2.  Envelope Sender should pass SPF.

3.  Envelope Sender domain should align with the From: header domain.

4.  Message should be DKIM signed.

5.  Domain for the DKIM signature should align with the From: header domain.

Not all of the able are necessary (e.g. you can get away with SPF alignment only or DKIM alignment only) but the more of those boxes that you can successfully tick off the better chance you have for you message to be accepted when things go wrong, or when a destination doesn't implement one of the above checks properly.

On 21.06.24 09:02, Benny Pedersen via Postfix-users wrote:
3 would not be posssible when recipient forwards to another mta,
>
Correct. The 3. does not apply. That should instead be
"only use SPF for DMARC if envelope from: is the same as header From:"

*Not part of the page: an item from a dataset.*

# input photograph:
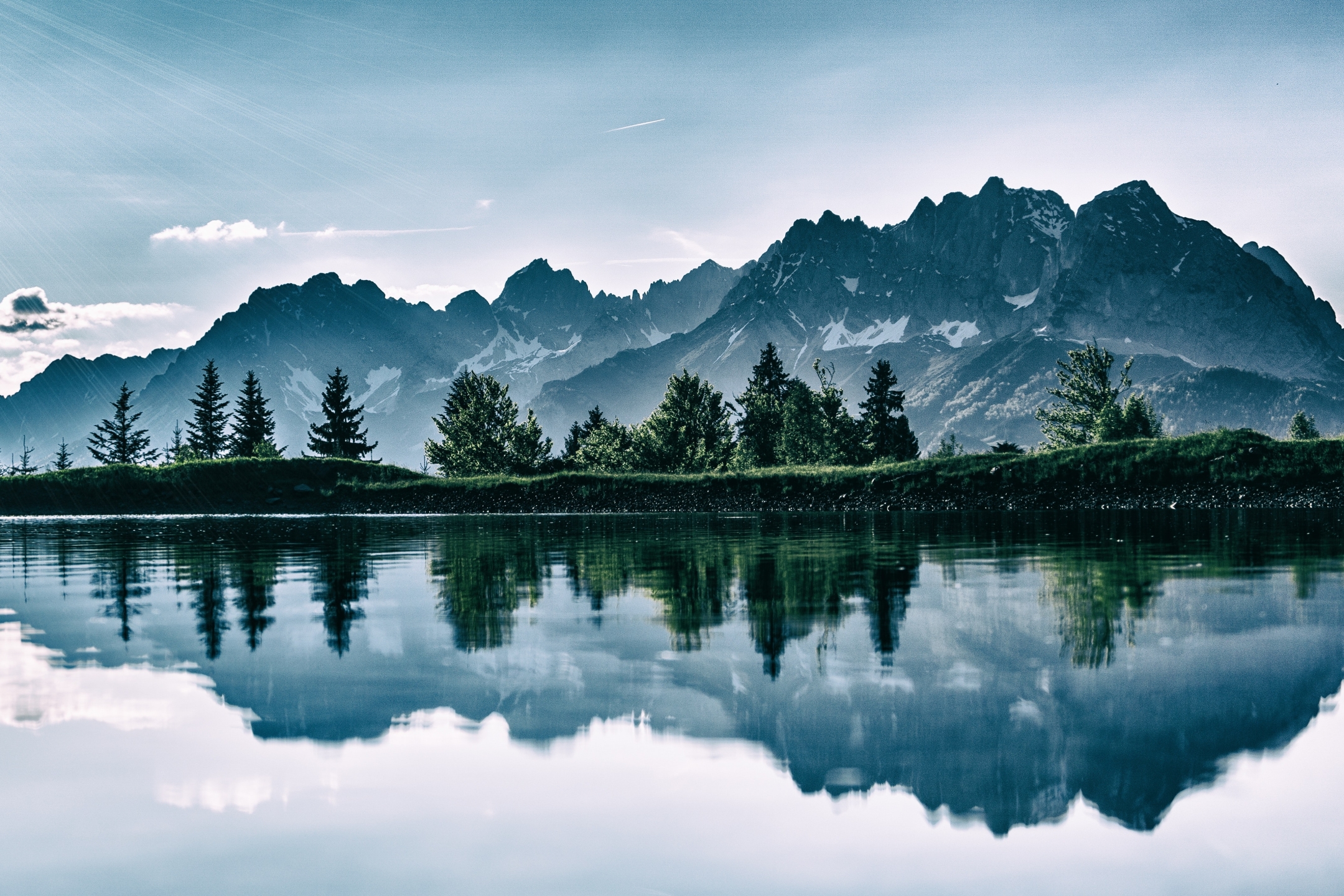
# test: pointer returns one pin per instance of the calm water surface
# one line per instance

It is possible if the envelope sender is rewritten (e.g. with SRS). That said forwarding is an edge case that this does not cover. To cover all the edge cases would make this list needlessly complex.

basicly why maillist all breaks dkim,

Only if they change signed headers or body of the e-mail.  Otherwise the DKIM still validates, and thus does DMARC.

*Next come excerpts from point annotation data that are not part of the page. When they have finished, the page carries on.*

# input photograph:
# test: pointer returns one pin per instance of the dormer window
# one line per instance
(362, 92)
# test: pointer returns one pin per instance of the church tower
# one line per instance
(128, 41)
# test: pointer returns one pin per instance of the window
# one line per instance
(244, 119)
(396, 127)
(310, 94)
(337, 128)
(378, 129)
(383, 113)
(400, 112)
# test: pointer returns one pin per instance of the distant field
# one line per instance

This applies for forwarding through mailing lists, automatic forwarding in
mailboxes and manual forwarding by mutt's "b"ounce or mozilla "mail
redirect" extension.

Right, although there are edge cases where DKIM won't be able to verify, largely having to do with misconfiguration on the sender or recipient side, or if the message simply isn't DKIM signed to begin with. IF that happens then you must rely on SPF in order to pass DMARC.

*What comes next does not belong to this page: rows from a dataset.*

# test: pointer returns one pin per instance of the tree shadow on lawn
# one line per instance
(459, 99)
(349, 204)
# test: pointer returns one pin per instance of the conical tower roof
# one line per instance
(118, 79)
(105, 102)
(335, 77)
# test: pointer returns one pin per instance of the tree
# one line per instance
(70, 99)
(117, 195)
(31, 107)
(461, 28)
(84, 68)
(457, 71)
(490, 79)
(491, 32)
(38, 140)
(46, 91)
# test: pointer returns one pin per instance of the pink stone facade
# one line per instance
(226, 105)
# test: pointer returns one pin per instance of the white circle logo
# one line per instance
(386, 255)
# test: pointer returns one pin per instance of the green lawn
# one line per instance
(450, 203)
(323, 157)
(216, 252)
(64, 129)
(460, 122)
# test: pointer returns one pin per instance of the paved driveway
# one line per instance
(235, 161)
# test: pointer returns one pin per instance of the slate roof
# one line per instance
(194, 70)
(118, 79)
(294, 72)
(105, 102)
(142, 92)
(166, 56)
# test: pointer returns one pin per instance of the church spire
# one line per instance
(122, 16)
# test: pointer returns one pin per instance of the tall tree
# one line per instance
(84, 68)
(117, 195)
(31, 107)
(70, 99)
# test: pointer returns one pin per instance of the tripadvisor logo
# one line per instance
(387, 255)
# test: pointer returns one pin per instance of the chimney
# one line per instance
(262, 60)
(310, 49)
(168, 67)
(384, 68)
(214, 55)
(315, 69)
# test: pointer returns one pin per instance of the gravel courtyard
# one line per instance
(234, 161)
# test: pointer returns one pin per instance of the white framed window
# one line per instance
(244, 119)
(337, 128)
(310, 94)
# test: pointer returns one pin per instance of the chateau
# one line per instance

some says spf breaks mailforwards, nothing could be more fails, since
nexthop gives new envelope sender, with will not align with header from:

Correct, note that this requires implementing SRS on forwarding machine.

SPF does break when you forward, which is why workarounds such as SRS are needed to fix it.

The checklist I gave earlier is general guidance, and not meant to cover the myriad of exceptions and edge-cases that can happen.